Residents in Westfield can safely drink their water without wondering what’s in it. That’s what city officials say and according to newly released testing results, the water is well below any of United States Environmental Protection Agency’s health advisory levels.
However, some residents still have fear and wonder about the water, which may have been contaminated for decades.
“We just feel it’s our right to know and be able to have that information,” said Gail Bean, a lifetime resident of Westfield.
Bean grew up on the northern side of the city, then raised three children there and worked at Western Massachusetts Hospital, just down the road.
“I pretty much have been drinking this for my entire life, 24/7,” said Bean. “Not only did I live in this part of town. I worked at the hospital down the road and made tea and coffee. I pretty much never got away from it.”
It turns out that during firefighting training at Barnes Air National Guard Base, they used foam that contained two contaminants, PFOA and PFOS. These contaminants are found in a large number of consumer products from cleaning materials to clothing and furniture. They can work their way into the environment and most people have been exposed to them.
Wells #7 and #8 are located about a mile from Barnes and, for many years, supplied water for residents living on the north side of the city.
However, in the early 2000s, the chemicals were phased out of production due to questions about health implications. Studies show that at higher levels of exposure, PFOA and PFOS may be related to an array of adverse health effects including low birth weight, accelerated puberty, cancer, liver tissue damage, immune effects, thyroid conditions and cholesterol changes.
“My children at young ages they would have blood tests for cholesterol and their cholesterol was high,” said Bean. “I’m like, what’s going on?”
In May 2016 the U.S. EPA issued a new lifetime health advisory level for PFOA and PFOS to 70 parts per trillion.
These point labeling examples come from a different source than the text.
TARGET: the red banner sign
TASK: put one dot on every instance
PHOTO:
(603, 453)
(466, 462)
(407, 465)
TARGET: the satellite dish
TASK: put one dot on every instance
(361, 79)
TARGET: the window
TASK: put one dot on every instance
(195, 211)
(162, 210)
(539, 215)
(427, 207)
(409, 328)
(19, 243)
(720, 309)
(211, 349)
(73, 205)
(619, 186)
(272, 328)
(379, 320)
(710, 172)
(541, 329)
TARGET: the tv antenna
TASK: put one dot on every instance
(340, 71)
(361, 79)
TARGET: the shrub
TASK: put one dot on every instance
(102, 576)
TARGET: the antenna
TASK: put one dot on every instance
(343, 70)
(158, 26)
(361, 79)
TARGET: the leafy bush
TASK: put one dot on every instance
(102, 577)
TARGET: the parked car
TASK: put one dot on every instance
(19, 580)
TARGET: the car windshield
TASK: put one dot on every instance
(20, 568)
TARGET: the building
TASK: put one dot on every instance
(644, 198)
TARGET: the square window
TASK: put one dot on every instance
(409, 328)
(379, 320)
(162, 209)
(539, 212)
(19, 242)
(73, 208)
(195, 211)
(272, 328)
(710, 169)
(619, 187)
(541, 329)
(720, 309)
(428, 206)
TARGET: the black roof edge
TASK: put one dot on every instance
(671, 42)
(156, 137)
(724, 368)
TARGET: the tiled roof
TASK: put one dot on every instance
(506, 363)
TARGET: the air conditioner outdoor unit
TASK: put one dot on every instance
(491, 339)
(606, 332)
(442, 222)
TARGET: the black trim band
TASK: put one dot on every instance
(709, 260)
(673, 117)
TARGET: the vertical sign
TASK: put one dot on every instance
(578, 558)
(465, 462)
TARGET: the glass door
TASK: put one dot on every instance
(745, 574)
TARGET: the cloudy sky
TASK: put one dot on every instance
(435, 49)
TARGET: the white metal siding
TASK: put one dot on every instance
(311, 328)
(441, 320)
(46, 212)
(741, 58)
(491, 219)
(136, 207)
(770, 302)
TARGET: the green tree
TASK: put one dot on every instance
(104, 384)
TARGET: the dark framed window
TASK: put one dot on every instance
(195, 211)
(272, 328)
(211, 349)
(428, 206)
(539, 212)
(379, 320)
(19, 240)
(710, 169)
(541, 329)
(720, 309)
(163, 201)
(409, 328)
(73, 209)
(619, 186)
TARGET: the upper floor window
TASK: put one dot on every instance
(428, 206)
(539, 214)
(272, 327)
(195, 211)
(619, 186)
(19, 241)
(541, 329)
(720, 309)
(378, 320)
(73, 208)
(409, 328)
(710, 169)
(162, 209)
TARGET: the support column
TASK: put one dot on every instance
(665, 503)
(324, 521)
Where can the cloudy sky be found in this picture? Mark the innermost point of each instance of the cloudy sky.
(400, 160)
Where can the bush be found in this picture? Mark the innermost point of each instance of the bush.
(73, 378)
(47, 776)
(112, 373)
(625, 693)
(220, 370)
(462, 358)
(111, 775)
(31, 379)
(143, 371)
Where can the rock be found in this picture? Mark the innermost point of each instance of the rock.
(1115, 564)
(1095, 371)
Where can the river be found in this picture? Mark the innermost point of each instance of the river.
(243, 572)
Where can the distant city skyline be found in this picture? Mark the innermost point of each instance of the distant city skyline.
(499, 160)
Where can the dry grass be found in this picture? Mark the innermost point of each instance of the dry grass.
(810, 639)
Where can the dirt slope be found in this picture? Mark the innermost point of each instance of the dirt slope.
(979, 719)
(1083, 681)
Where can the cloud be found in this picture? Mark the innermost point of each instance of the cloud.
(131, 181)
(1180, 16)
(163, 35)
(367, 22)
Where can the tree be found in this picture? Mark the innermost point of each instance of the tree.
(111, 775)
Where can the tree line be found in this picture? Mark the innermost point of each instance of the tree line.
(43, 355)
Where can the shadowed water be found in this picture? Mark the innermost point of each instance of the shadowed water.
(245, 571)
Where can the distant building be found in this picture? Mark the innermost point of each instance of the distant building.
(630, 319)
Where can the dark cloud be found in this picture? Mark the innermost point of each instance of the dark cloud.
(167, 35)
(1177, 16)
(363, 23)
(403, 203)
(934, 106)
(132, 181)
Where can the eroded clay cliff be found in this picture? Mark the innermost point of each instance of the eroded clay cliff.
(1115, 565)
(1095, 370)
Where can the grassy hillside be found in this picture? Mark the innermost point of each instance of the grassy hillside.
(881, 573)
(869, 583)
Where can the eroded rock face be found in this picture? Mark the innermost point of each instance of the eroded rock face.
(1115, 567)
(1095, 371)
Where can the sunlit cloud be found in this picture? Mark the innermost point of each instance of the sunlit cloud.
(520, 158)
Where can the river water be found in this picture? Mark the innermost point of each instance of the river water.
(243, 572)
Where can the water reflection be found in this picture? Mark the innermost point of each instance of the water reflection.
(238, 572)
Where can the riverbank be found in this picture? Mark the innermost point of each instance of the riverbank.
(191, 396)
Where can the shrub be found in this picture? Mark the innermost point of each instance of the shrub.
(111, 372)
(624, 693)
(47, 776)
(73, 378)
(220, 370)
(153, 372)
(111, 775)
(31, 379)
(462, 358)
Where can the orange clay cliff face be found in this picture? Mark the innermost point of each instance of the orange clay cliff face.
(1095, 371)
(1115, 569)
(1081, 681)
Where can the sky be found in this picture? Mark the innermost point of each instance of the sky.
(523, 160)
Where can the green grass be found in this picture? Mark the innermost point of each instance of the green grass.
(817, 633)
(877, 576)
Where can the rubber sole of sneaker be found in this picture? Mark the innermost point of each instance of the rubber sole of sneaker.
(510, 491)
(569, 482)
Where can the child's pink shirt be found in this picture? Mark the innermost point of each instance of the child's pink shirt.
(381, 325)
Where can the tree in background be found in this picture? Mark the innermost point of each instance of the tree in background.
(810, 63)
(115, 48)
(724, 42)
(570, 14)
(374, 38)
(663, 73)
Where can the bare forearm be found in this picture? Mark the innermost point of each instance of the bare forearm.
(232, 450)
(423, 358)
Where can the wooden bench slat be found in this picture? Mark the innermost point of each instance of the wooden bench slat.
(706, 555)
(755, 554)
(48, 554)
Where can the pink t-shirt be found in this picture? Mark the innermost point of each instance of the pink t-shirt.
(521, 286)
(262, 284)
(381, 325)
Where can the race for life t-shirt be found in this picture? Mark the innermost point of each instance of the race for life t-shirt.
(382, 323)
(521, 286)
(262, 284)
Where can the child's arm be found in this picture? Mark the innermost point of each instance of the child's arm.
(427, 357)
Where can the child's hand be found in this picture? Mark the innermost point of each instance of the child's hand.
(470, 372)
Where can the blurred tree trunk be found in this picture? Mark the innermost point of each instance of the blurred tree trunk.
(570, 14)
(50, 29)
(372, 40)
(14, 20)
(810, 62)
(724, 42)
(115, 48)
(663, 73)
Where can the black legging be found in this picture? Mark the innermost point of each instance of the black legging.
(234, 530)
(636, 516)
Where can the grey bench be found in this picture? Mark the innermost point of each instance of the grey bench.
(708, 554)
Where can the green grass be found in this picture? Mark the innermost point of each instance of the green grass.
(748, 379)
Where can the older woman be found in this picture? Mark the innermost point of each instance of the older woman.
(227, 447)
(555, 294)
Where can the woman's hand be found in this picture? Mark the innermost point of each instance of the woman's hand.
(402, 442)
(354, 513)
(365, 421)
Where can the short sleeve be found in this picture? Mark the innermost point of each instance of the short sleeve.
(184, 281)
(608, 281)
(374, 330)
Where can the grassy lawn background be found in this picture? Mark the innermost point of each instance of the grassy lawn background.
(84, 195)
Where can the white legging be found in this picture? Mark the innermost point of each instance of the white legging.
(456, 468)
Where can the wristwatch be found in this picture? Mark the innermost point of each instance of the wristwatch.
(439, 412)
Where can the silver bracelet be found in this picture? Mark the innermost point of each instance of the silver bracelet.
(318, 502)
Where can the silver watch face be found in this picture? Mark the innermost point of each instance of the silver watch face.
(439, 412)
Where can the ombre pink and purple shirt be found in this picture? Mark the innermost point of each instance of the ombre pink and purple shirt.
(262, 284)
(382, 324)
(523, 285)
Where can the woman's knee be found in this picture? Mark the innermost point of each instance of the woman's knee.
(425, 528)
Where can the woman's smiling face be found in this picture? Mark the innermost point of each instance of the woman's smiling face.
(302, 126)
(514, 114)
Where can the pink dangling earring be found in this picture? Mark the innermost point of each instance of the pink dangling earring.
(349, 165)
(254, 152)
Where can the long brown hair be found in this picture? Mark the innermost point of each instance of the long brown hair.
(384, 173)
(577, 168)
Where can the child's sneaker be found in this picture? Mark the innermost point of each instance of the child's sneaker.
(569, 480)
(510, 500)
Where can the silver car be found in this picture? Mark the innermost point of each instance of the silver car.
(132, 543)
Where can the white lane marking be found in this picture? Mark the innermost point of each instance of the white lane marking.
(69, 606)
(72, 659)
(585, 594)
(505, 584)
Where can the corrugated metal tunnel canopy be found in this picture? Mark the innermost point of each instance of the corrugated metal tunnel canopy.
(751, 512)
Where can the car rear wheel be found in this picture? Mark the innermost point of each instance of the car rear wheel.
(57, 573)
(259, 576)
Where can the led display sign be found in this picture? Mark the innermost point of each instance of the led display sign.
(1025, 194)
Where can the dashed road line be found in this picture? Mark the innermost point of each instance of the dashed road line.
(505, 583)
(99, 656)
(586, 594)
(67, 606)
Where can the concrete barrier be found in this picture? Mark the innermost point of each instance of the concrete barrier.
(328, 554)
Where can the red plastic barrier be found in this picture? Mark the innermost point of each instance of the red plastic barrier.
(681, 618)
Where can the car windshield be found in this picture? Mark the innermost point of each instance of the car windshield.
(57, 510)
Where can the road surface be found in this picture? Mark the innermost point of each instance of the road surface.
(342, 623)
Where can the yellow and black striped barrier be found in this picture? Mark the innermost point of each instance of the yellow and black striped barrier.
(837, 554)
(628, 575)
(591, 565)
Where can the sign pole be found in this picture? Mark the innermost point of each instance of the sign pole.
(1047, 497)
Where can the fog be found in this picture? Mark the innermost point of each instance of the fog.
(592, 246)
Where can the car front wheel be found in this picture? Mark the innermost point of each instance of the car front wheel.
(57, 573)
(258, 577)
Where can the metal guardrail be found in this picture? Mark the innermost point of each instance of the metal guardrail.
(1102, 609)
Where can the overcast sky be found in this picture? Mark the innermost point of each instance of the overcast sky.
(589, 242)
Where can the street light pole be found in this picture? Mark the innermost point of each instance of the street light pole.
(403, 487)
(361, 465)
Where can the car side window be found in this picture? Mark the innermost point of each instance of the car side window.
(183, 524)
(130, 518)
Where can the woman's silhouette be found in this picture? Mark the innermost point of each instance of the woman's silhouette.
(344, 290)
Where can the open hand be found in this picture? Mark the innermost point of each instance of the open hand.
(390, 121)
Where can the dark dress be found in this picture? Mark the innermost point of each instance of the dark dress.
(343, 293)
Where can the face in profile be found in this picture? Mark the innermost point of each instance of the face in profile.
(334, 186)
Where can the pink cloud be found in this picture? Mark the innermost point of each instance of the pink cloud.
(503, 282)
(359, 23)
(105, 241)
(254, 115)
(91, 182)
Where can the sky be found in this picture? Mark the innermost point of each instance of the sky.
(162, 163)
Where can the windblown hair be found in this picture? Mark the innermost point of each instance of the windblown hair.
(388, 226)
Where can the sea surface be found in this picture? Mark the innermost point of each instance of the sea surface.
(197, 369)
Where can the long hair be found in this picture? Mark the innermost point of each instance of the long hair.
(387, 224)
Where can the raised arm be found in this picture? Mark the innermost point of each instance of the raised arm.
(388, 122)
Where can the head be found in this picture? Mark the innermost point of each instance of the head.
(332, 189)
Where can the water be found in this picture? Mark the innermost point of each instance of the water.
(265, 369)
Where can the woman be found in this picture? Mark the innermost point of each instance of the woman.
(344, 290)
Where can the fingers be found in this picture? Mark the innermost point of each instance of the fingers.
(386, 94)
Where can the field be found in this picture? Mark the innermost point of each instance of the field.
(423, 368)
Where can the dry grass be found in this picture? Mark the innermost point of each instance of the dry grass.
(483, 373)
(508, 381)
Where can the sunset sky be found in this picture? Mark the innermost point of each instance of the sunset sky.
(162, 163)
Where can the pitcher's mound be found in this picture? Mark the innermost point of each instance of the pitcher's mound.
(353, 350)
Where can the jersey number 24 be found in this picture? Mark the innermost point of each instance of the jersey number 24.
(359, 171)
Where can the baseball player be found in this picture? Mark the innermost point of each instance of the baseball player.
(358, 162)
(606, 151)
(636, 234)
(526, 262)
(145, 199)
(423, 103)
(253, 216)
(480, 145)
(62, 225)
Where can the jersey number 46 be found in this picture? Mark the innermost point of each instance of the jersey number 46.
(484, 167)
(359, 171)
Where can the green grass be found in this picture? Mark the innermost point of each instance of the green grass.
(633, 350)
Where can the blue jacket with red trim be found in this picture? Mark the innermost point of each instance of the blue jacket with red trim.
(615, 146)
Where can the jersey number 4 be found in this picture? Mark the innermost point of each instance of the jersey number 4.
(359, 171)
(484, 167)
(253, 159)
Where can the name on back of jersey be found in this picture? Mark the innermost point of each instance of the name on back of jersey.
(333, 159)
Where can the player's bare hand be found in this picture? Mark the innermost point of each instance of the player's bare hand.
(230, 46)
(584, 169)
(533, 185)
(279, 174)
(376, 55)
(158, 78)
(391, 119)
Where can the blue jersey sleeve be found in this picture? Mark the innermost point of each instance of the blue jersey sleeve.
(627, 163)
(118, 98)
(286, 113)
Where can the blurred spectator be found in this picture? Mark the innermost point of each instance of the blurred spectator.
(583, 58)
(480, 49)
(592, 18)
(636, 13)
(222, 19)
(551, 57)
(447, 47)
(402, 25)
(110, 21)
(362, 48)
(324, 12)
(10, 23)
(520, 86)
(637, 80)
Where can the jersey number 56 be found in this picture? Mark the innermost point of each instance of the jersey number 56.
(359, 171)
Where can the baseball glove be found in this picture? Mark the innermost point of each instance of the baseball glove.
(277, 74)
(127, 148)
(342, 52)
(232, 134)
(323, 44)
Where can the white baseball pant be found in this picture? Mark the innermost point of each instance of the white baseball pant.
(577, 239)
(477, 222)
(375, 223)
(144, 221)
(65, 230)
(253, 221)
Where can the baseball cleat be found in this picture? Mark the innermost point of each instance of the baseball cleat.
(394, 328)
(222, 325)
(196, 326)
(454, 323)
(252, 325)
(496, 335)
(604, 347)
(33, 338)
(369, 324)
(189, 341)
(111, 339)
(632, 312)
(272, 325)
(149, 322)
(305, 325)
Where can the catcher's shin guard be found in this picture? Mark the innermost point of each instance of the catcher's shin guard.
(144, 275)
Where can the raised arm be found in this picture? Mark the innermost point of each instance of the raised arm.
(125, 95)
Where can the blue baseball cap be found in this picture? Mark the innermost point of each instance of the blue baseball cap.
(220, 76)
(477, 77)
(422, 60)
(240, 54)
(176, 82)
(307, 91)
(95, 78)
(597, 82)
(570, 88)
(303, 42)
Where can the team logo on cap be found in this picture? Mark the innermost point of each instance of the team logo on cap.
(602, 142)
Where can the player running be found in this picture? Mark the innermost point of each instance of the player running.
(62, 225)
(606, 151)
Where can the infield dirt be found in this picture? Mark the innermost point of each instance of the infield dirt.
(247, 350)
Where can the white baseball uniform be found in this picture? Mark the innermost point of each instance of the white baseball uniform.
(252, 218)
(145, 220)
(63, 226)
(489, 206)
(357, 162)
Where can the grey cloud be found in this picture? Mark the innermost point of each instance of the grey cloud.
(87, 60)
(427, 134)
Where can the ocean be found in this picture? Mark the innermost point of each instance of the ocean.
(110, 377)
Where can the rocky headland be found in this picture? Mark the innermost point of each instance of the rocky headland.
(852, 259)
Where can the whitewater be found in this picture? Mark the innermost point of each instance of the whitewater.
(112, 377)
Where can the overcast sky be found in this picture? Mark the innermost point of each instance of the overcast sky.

Two of Westfield’s wells, #7 and #8, exceeded that new limit and were taken offline.
Then, in September 2016, a Drinking Water Health Advisory was released to residents, informing them that now Well #2 would be taken offline due to high levels of PFOA and PFOS.
The notice specifically warned pregnant women, nursing mothers and infants to avoid drinking city water and instead to drink bottled water. This began to raise concerns who had been living in Westfield for decades, nursing and feeding their infants.
“I have three sons,” said Bean. “I made formula, made Kool-Aid back in the day and drank the water.”
Bean told Western Mass News she has wondered and worried about how PFOA and PFOS may have affected her family’s health over time. That is why she wants to know more.
“Knowledge is power,” she said.
However, when the city turned off those wells in early 2016, it turned out to have even more repercussions for the city, when the drought hit that spring.
In November 2016, the city took its main source of water, the Granville Reservoir, offline because of historically low water levels. This caused low water pressure throughout the city, which then forced Westfield State University to send its students home early for Thanksgiving.
By December 2016, water pressure issues remained.
Then in April 2017, the city and the Massachusetts Department of Environmental Protection initiated sampling of private wells that sit near Barnes.
And in the first week of November 2017, the city released its most recent testing results of Wells #1 and #2, showing that the levels of PFOA and PFOS are well below the EPA’s advisory level. But wells #7 and #8 remain offline.
“I understand their concerns and the want of information,” said Mayor Brian Sullivan, who adds that he has lived in Westfield for more than 50 years. “Unfortunately, we can only get as much information as we have so it’s gonna be a work in progress as more information comes forward.”
Mayor Sullivan said the investigation is a long process, so Western Mass News asked MassDEP, just how long?
A spokesperson responded: “The City of Westfield’s Well #7 and Well #8 remain turned off. The city has submitted a permit application for a treatment system for those wells. MassDEP is presently reviewing that permit application.”
Also, a spokesperson for the EPA told Western Mass News they are aware of the issues, but that MassDEP is leading the investigation.
“I turn to the experts,” said Mayor Sullivan.
But after more than a year of knowing about decades-long contamination, residents want to know the long-term health effects they may have because of water contamination.
“As a resident I think we have a right to have our blood tested if we want it done,” said Bean. “It’s a simple thing to ask for.”
Residents such as Bean told Western Mass News they want city officials and MassDEP to sign off on voluntary blood testing for residents who live or have lived on the north side of the city, near wells #7 and #8. But Mayor Sullivan said the next step is getting that filtration system, and then to request financial assistance.